Interpretive Summary: While numerous studies implicate the microbiome in host fitness, contributions of host evolution to microbial recruitment remain largely uncharacterized. Past work has shown that plant polyploidy and domestication can influence plant biotic and abiotic interactions, yet impacts on broader microbiome assembly are still unknown for many crop species. By improving our understanding of the degree to which host ploidy and cultivation factors shape the plant microbiome, this research informs perspectives on what key driving forces may underlie microbiome structuring, as well as where future efforts may be best directed towards fortifying plant growth by microbial means. The greatest influence of the host on the wheat microbiome appeared to occur in the rhizosphere compartment, and we suggest that future work focuses on this environment to further characterize how host genomic and phenotypic changes influence plant-microbe communications.

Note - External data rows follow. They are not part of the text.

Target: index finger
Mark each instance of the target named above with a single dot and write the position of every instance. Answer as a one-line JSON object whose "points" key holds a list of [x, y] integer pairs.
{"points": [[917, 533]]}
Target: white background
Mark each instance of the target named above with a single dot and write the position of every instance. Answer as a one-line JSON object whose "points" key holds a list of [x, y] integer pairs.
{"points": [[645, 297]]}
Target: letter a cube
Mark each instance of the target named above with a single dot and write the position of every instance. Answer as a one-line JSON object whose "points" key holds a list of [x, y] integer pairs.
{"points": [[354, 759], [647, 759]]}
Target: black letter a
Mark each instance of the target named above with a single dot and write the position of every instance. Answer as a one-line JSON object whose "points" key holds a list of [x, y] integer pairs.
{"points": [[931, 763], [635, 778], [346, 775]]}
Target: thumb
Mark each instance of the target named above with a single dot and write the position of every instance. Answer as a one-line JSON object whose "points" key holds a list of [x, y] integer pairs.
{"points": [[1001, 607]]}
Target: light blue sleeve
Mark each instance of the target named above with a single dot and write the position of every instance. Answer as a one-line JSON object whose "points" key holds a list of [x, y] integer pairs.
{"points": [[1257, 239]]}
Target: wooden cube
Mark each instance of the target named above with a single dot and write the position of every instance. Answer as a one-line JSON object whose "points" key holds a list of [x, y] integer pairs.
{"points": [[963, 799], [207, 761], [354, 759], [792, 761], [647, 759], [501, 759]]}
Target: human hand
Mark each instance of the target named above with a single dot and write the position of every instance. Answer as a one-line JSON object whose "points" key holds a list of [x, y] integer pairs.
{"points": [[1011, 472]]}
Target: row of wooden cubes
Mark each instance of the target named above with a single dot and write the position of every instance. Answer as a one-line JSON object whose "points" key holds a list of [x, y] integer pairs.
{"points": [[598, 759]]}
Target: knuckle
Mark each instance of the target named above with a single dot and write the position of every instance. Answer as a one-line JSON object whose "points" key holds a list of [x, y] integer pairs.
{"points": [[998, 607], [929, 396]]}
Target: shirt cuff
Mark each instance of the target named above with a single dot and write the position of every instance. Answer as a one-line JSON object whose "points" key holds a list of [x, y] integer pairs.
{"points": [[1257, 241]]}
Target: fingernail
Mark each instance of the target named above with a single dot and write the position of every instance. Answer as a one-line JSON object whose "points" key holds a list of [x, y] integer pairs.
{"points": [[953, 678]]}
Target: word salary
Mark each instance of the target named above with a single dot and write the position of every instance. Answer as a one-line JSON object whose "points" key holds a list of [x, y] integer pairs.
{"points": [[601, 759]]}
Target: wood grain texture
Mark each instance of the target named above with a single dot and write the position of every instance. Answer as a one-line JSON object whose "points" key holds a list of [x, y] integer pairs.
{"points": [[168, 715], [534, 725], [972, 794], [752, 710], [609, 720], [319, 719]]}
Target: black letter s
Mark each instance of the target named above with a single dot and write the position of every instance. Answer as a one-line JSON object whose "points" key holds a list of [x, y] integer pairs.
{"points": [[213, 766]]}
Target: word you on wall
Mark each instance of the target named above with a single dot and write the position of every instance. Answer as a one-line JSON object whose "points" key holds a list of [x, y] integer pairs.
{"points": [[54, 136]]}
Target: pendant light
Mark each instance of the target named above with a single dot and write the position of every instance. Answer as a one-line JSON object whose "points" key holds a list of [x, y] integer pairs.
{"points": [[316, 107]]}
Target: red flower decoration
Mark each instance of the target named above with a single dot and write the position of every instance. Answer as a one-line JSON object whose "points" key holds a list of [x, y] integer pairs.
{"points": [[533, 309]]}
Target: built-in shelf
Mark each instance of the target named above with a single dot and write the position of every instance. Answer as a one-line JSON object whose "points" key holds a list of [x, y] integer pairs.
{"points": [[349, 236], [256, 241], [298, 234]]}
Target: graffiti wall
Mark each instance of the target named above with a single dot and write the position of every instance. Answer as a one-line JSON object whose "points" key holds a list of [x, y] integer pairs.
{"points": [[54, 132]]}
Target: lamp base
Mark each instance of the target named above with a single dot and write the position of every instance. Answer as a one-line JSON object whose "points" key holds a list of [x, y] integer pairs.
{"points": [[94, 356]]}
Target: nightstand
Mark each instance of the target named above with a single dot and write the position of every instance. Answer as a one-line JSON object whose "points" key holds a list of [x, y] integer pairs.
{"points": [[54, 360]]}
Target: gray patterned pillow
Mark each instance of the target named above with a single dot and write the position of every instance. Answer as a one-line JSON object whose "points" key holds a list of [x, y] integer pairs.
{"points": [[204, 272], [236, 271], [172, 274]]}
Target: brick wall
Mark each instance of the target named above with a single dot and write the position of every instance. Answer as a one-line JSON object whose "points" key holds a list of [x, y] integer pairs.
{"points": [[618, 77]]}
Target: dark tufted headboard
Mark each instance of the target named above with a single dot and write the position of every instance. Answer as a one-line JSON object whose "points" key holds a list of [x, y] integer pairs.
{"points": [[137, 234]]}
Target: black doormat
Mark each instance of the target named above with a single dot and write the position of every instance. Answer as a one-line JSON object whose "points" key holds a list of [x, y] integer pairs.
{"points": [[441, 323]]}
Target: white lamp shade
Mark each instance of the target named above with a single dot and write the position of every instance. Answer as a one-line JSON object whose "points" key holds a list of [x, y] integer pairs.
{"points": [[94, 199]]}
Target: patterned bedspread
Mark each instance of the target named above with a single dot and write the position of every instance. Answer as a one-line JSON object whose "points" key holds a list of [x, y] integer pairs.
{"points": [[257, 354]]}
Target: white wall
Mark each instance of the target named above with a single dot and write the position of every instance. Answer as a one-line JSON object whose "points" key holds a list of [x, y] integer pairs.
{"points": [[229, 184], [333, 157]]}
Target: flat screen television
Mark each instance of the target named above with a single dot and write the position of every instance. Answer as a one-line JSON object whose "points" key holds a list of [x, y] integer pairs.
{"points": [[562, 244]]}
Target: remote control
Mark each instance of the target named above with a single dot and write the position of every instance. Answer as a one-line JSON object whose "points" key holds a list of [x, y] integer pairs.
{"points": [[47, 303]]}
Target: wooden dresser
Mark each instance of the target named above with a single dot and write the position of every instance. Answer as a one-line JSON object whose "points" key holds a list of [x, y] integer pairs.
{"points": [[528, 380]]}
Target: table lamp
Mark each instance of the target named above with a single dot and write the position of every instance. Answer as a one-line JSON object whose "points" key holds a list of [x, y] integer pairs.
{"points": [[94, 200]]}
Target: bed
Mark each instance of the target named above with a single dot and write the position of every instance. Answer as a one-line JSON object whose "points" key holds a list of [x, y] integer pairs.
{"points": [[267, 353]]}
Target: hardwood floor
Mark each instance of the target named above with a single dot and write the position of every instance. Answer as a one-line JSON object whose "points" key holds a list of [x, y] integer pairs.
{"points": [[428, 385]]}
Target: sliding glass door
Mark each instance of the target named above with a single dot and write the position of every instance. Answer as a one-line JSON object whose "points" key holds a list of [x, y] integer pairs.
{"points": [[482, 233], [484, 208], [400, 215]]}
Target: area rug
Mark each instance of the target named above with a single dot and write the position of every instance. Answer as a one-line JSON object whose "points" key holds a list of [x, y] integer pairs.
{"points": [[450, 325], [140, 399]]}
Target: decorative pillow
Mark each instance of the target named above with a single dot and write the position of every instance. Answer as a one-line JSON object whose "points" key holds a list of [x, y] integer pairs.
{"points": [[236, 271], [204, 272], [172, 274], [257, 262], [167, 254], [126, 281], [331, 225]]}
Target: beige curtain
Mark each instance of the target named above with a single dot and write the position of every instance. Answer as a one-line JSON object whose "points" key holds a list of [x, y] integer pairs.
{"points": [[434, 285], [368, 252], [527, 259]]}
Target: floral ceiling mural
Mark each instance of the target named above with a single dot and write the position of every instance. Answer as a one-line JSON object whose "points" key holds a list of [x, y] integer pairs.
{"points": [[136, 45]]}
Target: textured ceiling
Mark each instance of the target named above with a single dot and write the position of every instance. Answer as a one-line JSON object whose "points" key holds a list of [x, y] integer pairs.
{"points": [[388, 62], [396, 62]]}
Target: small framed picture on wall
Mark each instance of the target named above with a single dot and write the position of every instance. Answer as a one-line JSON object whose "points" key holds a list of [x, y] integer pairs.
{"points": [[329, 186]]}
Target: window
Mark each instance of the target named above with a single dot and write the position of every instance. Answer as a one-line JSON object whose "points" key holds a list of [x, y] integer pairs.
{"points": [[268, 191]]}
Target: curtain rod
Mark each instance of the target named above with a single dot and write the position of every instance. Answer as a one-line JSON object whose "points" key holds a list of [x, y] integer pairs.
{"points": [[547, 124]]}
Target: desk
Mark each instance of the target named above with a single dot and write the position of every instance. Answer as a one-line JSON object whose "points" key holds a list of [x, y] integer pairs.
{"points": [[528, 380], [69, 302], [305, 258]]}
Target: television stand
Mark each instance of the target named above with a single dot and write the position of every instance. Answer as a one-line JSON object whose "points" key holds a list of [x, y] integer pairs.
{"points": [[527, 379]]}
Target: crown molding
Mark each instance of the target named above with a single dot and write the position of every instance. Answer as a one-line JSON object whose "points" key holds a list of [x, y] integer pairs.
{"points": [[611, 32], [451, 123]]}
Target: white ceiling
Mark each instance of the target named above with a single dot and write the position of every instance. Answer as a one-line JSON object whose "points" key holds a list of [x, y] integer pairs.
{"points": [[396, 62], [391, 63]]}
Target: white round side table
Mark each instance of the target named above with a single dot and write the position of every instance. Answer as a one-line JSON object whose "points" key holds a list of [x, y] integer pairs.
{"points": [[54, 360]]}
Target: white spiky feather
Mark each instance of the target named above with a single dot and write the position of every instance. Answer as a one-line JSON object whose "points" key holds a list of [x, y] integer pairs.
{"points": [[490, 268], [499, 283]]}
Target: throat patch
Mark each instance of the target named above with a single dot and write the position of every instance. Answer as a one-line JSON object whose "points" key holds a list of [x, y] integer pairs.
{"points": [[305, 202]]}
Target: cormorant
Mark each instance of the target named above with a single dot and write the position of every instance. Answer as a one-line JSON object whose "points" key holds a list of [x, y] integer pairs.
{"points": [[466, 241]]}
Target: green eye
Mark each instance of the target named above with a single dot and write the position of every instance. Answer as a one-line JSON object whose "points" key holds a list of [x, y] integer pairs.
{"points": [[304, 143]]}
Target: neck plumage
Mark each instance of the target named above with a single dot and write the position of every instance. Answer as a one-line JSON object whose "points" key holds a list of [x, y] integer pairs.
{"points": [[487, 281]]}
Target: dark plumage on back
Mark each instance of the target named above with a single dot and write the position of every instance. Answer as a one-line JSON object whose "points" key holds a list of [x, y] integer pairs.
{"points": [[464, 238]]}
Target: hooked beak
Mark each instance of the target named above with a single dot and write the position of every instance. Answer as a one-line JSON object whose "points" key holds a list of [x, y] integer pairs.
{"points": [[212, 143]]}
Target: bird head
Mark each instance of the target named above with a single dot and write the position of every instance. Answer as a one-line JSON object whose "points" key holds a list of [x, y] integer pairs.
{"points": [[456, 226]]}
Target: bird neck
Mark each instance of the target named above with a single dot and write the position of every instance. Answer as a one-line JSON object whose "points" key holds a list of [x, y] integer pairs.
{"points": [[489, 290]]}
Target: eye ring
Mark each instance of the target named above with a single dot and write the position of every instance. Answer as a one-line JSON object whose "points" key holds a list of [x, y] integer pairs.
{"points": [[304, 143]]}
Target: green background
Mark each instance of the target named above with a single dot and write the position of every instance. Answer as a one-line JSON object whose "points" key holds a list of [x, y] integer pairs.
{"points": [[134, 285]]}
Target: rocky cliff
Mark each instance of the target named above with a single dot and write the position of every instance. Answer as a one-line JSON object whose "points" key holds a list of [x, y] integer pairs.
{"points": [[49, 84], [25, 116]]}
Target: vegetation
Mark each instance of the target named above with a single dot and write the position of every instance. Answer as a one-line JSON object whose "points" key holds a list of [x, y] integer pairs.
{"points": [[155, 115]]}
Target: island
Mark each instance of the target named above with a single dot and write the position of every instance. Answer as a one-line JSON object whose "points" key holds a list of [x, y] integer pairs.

Technical Abstract: In this study, we utilized three approaches—two field studies and one greenhouse-based experiment—to determine the degree to which patterns in bacterial community assembly in wheat (Triticum sp.) roots and rhizospheres are attributable to the host factors of ploidy level (2n, 4n, 6n) and domestication status (cultivated vs. wild). Profiling belowground bacterial communities with 16S rRNA gene amplicon sequencing, we analyzed patterns in diversity and composition. From our initial analyses of a subsetted dataset, we observed that host ploidy level was statistically significant in explaining variation in alpha and beta diversity for rhizosphere microbiomes, as well as correlated with distinct phylum-level shifts in composition, in the field. Using a reduced complexity field soil inoculum and controlled greenhouse conditions, we found some evidence suggesting that genomic lineage and ploidy level influence root alpha and beta diversity (p-value<0.05). However, in a follow-up field experiment using an expanded set of Triticum genomes that included both wild and domesticated varieties, we did not find a strong signal for either diploid genome lineages, domestication status, or ploidy level in shaping rhizosphere bacterial communities. Taken together, these results suggest that while host ploidy and domestication may have some minor influence on microbial assembly, these impacts are subtle and difficult to assess in belowground compartments for wheat varieties.